Engineers are the translators of ideas into reality
They are the builders of the foundations, keepers of everything that makes your product tick, and they make it work fast.
- Generally, it’s the engineers who innovate, who push technology forward with new algorithms, and who make sense of the trillions of inputs available and turn those into some semblance of meaning.
Want to make stuff happen? All you need to do is just convince one or two engineers
Start with the basic building blocks-an idea, a design, and an implementation
- Be tight with an engineer
- Ask them to spend 5 minutes fixing something
- Watch them submit the diff
Work extremely closely with the engineer
Sit right next to them and ensure everyone is on the same page
- If something wasn’t implemented correctly, do something about it
- You, the designer, own the product that goes out to users, not the Photoshop mock on your computer
It’s easier if the engineer you’re working with appreciates good design
You can help every engineer you work with develop an appreciation for good design by teaching them about your values and why you think the design you propose is worth building.
- The more excited an engineer is about a design, the quicker it’ll be implemented.

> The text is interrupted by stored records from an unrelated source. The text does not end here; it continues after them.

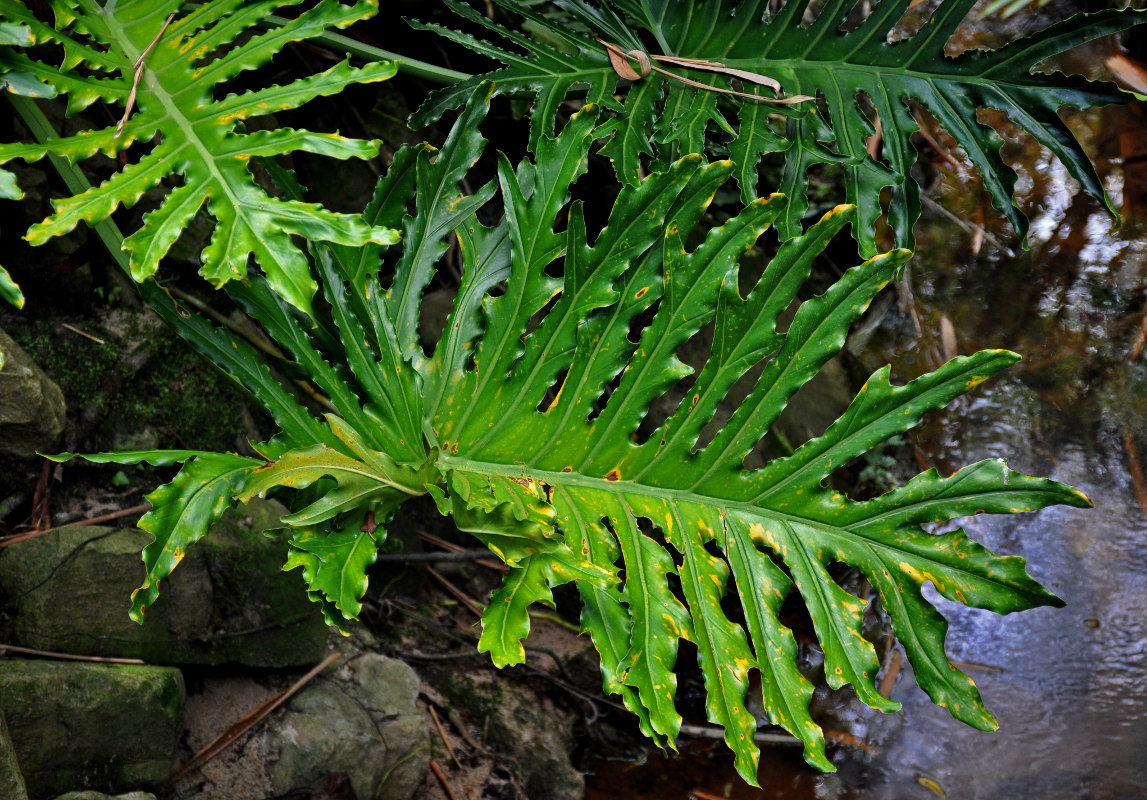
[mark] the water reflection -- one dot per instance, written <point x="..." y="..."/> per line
<point x="1067" y="685"/>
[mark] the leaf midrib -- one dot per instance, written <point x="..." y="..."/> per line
<point x="173" y="113"/>
<point x="617" y="488"/>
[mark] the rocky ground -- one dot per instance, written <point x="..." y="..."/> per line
<point x="404" y="707"/>
<point x="407" y="708"/>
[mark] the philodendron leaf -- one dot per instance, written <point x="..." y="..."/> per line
<point x="747" y="43"/>
<point x="182" y="511"/>
<point x="9" y="290"/>
<point x="138" y="56"/>
<point x="334" y="562"/>
<point x="553" y="416"/>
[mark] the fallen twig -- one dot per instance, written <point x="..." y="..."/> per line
<point x="65" y="657"/>
<point x="82" y="333"/>
<point x="889" y="680"/>
<point x="1140" y="336"/>
<point x="1137" y="473"/>
<point x="41" y="498"/>
<point x="459" y="595"/>
<point x="221" y="742"/>
<point x="759" y="737"/>
<point x="442" y="735"/>
<point x="102" y="518"/>
<point x="430" y="538"/>
<point x="139" y="74"/>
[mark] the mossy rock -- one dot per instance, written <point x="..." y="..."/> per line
<point x="12" y="782"/>
<point x="360" y="720"/>
<point x="227" y="602"/>
<point x="92" y="725"/>
<point x="32" y="413"/>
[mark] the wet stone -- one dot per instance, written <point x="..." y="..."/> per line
<point x="31" y="405"/>
<point x="96" y="727"/>
<point x="227" y="602"/>
<point x="361" y="721"/>
<point x="100" y="795"/>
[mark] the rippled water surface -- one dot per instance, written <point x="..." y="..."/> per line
<point x="1068" y="685"/>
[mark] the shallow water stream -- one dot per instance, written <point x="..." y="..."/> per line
<point x="1066" y="684"/>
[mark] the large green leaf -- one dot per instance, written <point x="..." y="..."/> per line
<point x="847" y="70"/>
<point x="185" y="59"/>
<point x="182" y="511"/>
<point x="559" y="409"/>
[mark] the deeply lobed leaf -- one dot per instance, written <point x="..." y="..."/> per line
<point x="201" y="142"/>
<point x="847" y="70"/>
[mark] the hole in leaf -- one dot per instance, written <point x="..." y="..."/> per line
<point x="553" y="391"/>
<point x="693" y="354"/>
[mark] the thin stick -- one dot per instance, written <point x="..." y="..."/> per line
<point x="85" y="335"/>
<point x="65" y="657"/>
<point x="414" y="558"/>
<point x="1137" y="473"/>
<point x="459" y="595"/>
<point x="139" y="74"/>
<point x="442" y="778"/>
<point x="697" y="794"/>
<point x="707" y="732"/>
<point x="101" y="518"/>
<point x="498" y="566"/>
<point x="250" y="339"/>
<point x="221" y="742"/>
<point x="1140" y="336"/>
<point x="442" y="734"/>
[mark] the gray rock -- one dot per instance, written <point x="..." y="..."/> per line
<point x="523" y="725"/>
<point x="32" y="414"/>
<point x="227" y="602"/>
<point x="92" y="725"/>
<point x="12" y="782"/>
<point x="100" y="795"/>
<point x="364" y="722"/>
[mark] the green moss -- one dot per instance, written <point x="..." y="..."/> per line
<point x="187" y="401"/>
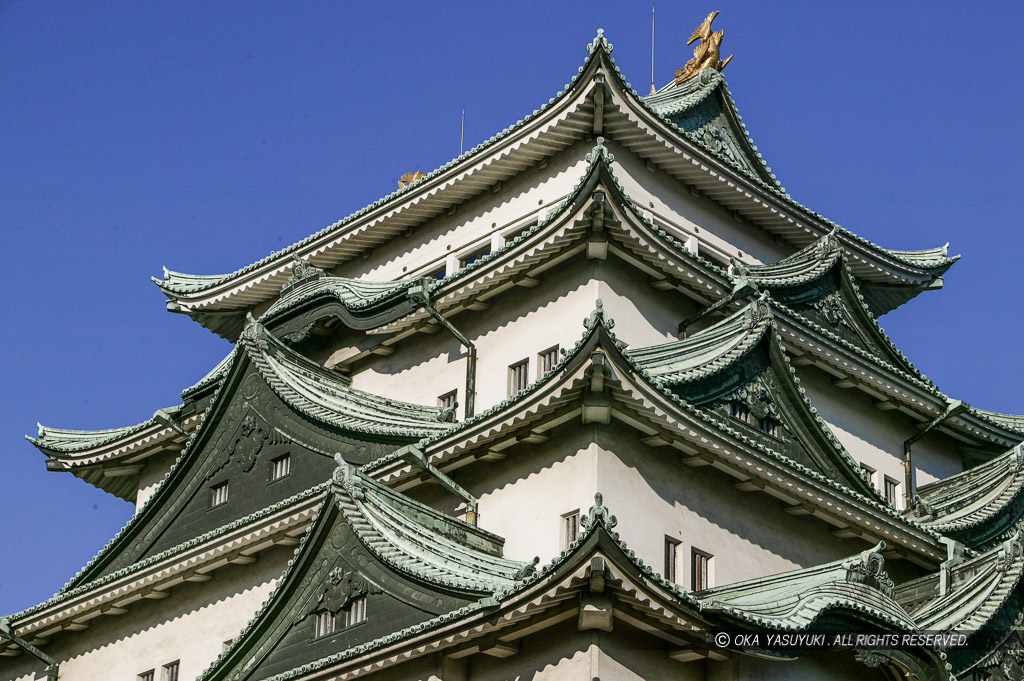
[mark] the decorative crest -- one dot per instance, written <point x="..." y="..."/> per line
<point x="598" y="514"/>
<point x="598" y="316"/>
<point x="301" y="270"/>
<point x="409" y="178"/>
<point x="707" y="54"/>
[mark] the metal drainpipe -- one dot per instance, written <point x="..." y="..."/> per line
<point x="421" y="294"/>
<point x="52" y="668"/>
<point x="952" y="409"/>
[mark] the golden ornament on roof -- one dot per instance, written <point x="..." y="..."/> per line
<point x="708" y="53"/>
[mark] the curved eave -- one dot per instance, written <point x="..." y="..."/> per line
<point x="327" y="396"/>
<point x="638" y="400"/>
<point x="563" y="121"/>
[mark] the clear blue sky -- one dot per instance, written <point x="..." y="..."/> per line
<point x="203" y="136"/>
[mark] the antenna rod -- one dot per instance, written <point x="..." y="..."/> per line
<point x="652" y="48"/>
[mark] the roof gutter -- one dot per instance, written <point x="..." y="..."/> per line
<point x="52" y="668"/>
<point x="420" y="294"/>
<point x="954" y="408"/>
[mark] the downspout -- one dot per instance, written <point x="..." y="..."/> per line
<point x="910" y="485"/>
<point x="52" y="668"/>
<point x="420" y="294"/>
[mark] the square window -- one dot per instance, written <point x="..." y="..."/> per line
<point x="170" y="671"/>
<point x="671" y="558"/>
<point x="356" y="611"/>
<point x="892" y="492"/>
<point x="546" y="360"/>
<point x="218" y="494"/>
<point x="470" y="258"/>
<point x="281" y="467"/>
<point x="570" y="527"/>
<point x="449" y="399"/>
<point x="700" y="573"/>
<point x="518" y="376"/>
<point x="325" y="624"/>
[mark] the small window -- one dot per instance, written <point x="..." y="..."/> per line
<point x="518" y="376"/>
<point x="449" y="399"/>
<point x="218" y="494"/>
<point x="325" y="624"/>
<point x="281" y="467"/>
<point x="671" y="559"/>
<point x="171" y="671"/>
<point x="700" y="573"/>
<point x="474" y="256"/>
<point x="546" y="360"/>
<point x="892" y="492"/>
<point x="356" y="611"/>
<point x="570" y="527"/>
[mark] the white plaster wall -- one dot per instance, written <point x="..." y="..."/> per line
<point x="876" y="437"/>
<point x="192" y="625"/>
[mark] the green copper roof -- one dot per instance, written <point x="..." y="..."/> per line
<point x="57" y="441"/>
<point x="797" y="599"/>
<point x="329" y="397"/>
<point x="975" y="497"/>
<point x="708" y="351"/>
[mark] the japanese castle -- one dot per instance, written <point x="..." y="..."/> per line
<point x="596" y="399"/>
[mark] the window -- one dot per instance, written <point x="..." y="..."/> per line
<point x="892" y="492"/>
<point x="325" y="624"/>
<point x="518" y="376"/>
<point x="474" y="256"/>
<point x="546" y="360"/>
<point x="171" y="671"/>
<point x="739" y="412"/>
<point x="570" y="527"/>
<point x="671" y="558"/>
<point x="700" y="575"/>
<point x="356" y="611"/>
<point x="281" y="467"/>
<point x="218" y="494"/>
<point x="448" y="400"/>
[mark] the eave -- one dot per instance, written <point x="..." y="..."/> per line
<point x="597" y="101"/>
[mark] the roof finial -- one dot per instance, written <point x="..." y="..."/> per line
<point x="708" y="52"/>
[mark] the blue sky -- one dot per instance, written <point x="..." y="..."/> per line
<point x="202" y="136"/>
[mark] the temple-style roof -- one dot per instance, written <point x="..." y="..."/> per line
<point x="597" y="101"/>
<point x="980" y="506"/>
<point x="798" y="599"/>
<point x="708" y="351"/>
<point x="329" y="397"/>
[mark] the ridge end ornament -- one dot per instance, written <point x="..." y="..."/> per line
<point x="707" y="54"/>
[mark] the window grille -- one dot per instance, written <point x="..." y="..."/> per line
<point x="546" y="360"/>
<point x="218" y="494"/>
<point x="518" y="377"/>
<point x="448" y="399"/>
<point x="325" y="624"/>
<point x="356" y="611"/>
<point x="570" y="527"/>
<point x="281" y="467"/>
<point x="700" y="575"/>
<point x="474" y="256"/>
<point x="171" y="671"/>
<point x="892" y="492"/>
<point x="671" y="558"/>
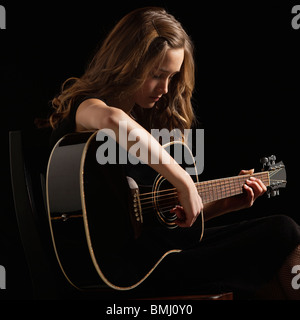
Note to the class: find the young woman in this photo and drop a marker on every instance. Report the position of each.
(143, 75)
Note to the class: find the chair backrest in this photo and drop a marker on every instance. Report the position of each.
(29, 154)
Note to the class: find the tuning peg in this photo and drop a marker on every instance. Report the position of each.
(273, 159)
(264, 161)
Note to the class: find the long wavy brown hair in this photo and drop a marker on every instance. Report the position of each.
(122, 64)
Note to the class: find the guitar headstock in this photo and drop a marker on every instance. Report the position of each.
(277, 175)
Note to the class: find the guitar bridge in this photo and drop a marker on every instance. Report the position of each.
(136, 215)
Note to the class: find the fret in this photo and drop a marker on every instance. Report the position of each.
(213, 190)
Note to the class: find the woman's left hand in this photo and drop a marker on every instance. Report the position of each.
(253, 188)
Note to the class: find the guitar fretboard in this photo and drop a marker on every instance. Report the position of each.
(227, 187)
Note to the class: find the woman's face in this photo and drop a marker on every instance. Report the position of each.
(158, 80)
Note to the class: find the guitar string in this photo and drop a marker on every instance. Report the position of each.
(227, 182)
(217, 188)
(210, 194)
(215, 182)
(205, 194)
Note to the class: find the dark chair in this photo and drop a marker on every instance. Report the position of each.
(29, 153)
(28, 162)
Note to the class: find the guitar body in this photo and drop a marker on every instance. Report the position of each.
(101, 234)
(111, 223)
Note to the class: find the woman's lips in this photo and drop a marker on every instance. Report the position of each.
(155, 98)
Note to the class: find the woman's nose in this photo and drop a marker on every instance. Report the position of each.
(163, 86)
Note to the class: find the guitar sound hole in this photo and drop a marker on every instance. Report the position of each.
(165, 199)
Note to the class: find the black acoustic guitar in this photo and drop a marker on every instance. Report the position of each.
(111, 224)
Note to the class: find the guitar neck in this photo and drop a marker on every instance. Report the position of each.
(227, 187)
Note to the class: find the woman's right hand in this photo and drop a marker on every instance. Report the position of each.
(190, 204)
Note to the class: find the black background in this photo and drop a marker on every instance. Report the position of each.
(247, 85)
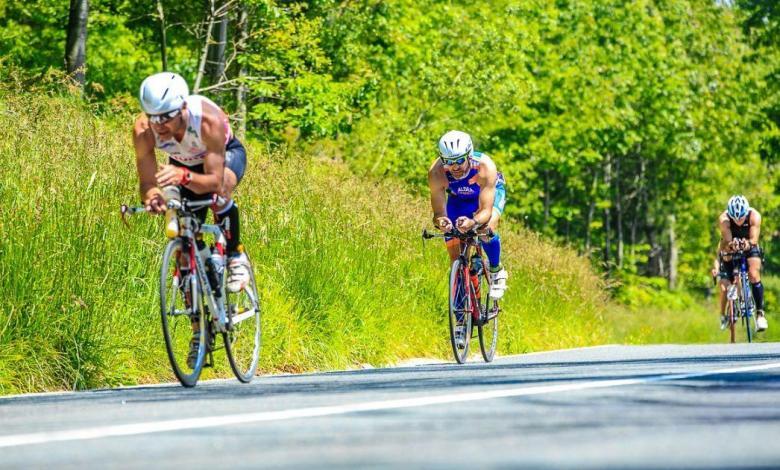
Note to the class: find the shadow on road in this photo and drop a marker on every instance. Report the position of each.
(440, 377)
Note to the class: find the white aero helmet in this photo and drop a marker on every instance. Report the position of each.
(455, 144)
(163, 92)
(737, 207)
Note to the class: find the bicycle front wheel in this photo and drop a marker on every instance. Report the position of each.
(180, 307)
(242, 340)
(460, 311)
(731, 317)
(488, 326)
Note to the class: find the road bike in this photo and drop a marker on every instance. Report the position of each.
(470, 303)
(740, 306)
(195, 304)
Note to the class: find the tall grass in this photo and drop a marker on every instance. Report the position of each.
(345, 276)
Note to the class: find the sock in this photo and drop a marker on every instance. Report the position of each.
(758, 294)
(233, 236)
(492, 248)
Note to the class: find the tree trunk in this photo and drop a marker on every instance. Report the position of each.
(672, 253)
(163, 36)
(546, 200)
(607, 213)
(76, 43)
(591, 211)
(204, 54)
(618, 213)
(243, 36)
(216, 62)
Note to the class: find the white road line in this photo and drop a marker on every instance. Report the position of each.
(213, 421)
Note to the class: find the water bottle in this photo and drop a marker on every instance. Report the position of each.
(476, 265)
(217, 263)
(171, 220)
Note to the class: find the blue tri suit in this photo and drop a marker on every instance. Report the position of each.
(463, 194)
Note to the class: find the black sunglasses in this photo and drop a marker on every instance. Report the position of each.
(453, 161)
(164, 117)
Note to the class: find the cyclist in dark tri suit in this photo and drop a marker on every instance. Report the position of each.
(204, 157)
(740, 227)
(468, 191)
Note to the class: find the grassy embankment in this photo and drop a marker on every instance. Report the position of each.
(346, 279)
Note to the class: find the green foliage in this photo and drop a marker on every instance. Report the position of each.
(345, 277)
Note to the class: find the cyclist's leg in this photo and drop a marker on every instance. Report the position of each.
(238, 263)
(492, 246)
(756, 287)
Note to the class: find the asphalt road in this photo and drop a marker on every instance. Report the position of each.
(715, 406)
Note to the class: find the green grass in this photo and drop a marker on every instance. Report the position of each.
(345, 277)
(649, 313)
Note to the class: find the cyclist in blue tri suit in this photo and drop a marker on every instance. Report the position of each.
(740, 227)
(466, 192)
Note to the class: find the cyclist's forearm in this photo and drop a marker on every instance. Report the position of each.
(202, 184)
(148, 190)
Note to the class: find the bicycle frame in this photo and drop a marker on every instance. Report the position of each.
(469, 243)
(740, 294)
(192, 230)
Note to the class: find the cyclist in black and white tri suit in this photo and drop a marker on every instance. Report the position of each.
(740, 228)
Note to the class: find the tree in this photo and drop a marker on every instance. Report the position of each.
(76, 44)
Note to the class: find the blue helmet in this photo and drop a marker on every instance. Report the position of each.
(737, 207)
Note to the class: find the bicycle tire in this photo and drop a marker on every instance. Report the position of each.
(243, 339)
(731, 317)
(488, 326)
(177, 322)
(750, 312)
(459, 300)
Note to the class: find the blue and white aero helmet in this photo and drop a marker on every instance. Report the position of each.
(455, 144)
(737, 207)
(163, 92)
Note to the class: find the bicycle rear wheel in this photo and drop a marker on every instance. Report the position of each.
(242, 340)
(180, 305)
(731, 317)
(750, 314)
(460, 311)
(488, 326)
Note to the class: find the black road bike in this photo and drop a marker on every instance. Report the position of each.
(470, 303)
(195, 304)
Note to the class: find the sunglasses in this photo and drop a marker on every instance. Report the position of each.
(453, 161)
(164, 117)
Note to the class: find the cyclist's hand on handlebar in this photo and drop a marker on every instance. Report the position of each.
(464, 224)
(444, 224)
(169, 175)
(155, 204)
(739, 244)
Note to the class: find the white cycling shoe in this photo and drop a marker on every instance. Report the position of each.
(761, 324)
(238, 273)
(498, 284)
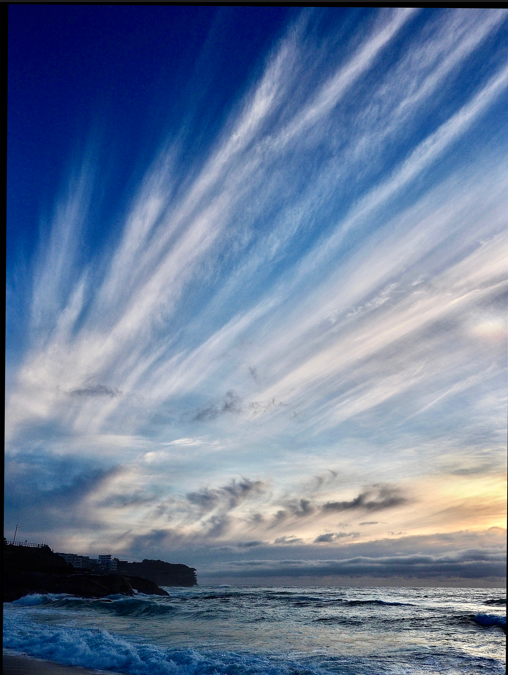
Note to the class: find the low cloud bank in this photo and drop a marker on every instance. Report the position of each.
(468, 565)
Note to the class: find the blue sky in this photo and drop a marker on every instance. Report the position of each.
(256, 289)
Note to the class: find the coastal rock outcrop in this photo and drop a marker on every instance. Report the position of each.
(160, 572)
(39, 570)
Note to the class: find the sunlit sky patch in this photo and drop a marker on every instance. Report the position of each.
(257, 270)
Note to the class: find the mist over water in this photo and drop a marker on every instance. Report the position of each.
(216, 630)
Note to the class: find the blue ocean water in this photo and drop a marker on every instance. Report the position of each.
(279, 631)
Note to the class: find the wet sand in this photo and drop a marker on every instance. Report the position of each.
(26, 665)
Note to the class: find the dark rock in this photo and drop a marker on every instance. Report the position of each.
(160, 572)
(39, 570)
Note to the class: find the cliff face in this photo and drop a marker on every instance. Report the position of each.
(161, 573)
(39, 570)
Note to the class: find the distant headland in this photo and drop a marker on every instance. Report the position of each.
(35, 568)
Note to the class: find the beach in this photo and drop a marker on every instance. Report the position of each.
(219, 630)
(27, 665)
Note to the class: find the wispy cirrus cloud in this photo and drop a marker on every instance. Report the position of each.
(305, 289)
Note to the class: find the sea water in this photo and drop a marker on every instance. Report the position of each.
(279, 631)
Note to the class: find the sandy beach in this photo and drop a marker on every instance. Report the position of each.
(26, 665)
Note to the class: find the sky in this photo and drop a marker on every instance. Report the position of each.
(257, 272)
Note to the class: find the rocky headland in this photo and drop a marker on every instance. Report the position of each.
(28, 570)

Be complete with your designs
Make sure your design solutions are complete and consider edge cases
- Internationalization
- Error states
- User extremes
- Transitions
- Not only does this inspire confidence that you’ve thought through everything holistically, but they help engineers plan out how to architect the system and give proper estimates for how long things will take
Understand engineering constraints early
The worst thing that can happen is that you spend your time perfecting a design that has no chance of working out
- Good designers are scarce enough as is
- So the next time a brilliant idea possesses you but you have a sneaking suspicion that it might be hard to build, don’t wonder. Ask the engineer
Help engineers understand how final the design is at any given stage
If you give an engineer a design to build but you’re not confident how well it’ll work out until you get to play with the implementation, make sure you let them know that there’s a good chance things will change.